Even Elton John had performed in this place, Captain Fantastic himself, a concert broadcast to the whole world.
The Theater of Ephesus had seen all this in the two thousand years of its history, and now it was going to see something new.
“Gunaydin!” she called, Turkish for “good morning.” “Can you hear me?”
The theater’s superb acoustics echoed her own words back to her. She had more or less worked out she wouldn’t be needing the lapel mic she had pinned to her T-shirt, and she didn’t turn on the battery pack clipped to her waist.
“On behalf of Universal Exports, Limited,” she said, “I would like to thank you for your help in assisting our salesman, Mr. Bond, escape from his troubles in Antalya. And I know you will join with me in sending condolences to the family of Semiramis Orga.”
She signaled to Mehmet, and he translated the words into Turkish. Of the six or seven hundred gamers present, most were Turks, and most of these were new to alternate reality games.
They were picking up the basics pretty quickly, though.
“Unfortunately,” Dagmar continued, “we are still unable to locate Mr. Bond. We believe that he may be in this area, and one among you discovered what seems to be a crossword puzzle partly filled out in his hand. I have provided copies for each of you, and you’re each welcome to take one. The puzzle is called ‘Ephesus,’ and the answers seem to mostly involve this area. Perhaps the answers may help you determine Mr. Bond’s location.”
While Mehmet translated this, Dagmar returned to her seat and a large wheeled cooler, which she pulled out along the front of the proscenium. She opened the cooler to reveal stacks of printed crossword puzzles. The clues were written in both Turkish and English, and the answers, most of which had to do with Ephesian history and with inscriptions on the monuments, would be the same in any language.
She broke the stacks of puzzles into smaller stacks and distributed them between the many pillars of the proscenium. Then she invited the gamers to come down and each take one.
Which they did. At great speed. And then, organizing into groups, they dispersed all over the ancient city with their cameras, their phones, their maps, their Baedekers, and their Lonely Planet guides. Dagmar’s camera crews followed them, eavesdropping on their conversations.
The puzzle and the clues would be scanned and uploaded to networking sites so that people off-site could work on them. People would be calling up the Internet on their handhelds so that they could google answers to the clues. Turkish clues would be translated into English, and vice versa, in hopes of gaining additional insight. Pictures would be taken of inscriptions, and of maps, and of monuments, and then the players would share the pictures with one another, or upload them so that others might have a crack at deciphering any mysteries they might contain.

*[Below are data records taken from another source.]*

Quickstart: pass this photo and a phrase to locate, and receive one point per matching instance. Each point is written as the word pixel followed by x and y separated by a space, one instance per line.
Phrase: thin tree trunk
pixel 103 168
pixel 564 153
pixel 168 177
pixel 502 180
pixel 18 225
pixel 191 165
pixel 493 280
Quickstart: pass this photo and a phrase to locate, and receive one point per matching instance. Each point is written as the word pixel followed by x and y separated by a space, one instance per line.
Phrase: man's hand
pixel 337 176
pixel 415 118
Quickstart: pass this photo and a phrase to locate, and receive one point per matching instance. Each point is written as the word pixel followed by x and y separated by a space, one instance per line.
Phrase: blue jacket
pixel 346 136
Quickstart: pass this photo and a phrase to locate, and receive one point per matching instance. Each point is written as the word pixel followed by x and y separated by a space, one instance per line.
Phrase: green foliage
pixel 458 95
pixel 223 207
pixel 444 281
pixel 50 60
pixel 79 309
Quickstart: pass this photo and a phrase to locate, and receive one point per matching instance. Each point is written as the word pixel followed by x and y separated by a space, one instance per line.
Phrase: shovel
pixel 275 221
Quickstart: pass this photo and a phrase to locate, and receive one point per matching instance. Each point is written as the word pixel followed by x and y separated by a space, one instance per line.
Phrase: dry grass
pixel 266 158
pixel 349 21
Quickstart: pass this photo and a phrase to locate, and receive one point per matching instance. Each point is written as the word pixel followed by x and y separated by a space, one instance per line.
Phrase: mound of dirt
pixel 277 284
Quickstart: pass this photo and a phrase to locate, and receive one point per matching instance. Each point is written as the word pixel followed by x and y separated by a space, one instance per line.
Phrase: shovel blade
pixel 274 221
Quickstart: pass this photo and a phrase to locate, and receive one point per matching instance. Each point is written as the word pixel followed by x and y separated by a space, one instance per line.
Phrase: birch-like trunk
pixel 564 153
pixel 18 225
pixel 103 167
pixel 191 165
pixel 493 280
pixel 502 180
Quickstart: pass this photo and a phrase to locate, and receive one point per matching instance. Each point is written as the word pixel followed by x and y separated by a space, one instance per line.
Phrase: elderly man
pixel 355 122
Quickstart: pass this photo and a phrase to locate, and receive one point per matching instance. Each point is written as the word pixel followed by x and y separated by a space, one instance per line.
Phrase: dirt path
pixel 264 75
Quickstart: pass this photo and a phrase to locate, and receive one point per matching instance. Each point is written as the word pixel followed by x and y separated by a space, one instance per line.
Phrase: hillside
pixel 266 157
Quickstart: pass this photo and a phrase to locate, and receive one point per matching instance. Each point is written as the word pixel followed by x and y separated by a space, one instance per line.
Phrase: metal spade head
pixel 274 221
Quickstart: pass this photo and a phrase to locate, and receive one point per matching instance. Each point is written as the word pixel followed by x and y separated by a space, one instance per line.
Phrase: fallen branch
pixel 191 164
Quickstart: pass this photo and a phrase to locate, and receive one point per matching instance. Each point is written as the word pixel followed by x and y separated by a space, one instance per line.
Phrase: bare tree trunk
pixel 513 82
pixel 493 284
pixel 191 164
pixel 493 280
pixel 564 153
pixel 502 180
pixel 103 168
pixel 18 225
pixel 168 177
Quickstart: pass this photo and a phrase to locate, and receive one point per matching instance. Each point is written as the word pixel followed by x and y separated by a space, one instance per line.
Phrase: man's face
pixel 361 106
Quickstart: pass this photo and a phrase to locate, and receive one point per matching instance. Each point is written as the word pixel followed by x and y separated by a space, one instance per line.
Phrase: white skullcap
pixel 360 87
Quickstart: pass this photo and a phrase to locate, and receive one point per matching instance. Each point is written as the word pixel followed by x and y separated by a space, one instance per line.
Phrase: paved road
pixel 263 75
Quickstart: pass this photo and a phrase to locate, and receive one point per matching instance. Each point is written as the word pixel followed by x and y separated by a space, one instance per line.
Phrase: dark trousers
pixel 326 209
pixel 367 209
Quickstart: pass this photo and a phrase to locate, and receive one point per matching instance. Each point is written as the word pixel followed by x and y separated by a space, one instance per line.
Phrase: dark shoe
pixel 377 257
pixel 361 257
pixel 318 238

And somehow, when all those pictures and clues and answers were jigsawed together, they would provide a form of aid to the world’s most famous fictional spy, who lurked somewhere in the landscape near Ephesus, just beyond your eyeblink, or humming somewhere in the electronic landscape, or in the stream of celluloid running before the great blazing unwinking eye, images focused on the blank white screen that might just exist solely in your mind…
Type of Whiskey Minus Two
Dagmar walked with Mehmet down the pine-shaded road that led to the entrance to the site. Behind her, gamers and cameramen were flooding over the ancient city like an invasion of driver ants.
She had gotten her ass saved by James Bond four months earlier. She supposed that might make her a Bond girl-possibly, at thirty-three, the oldest ever.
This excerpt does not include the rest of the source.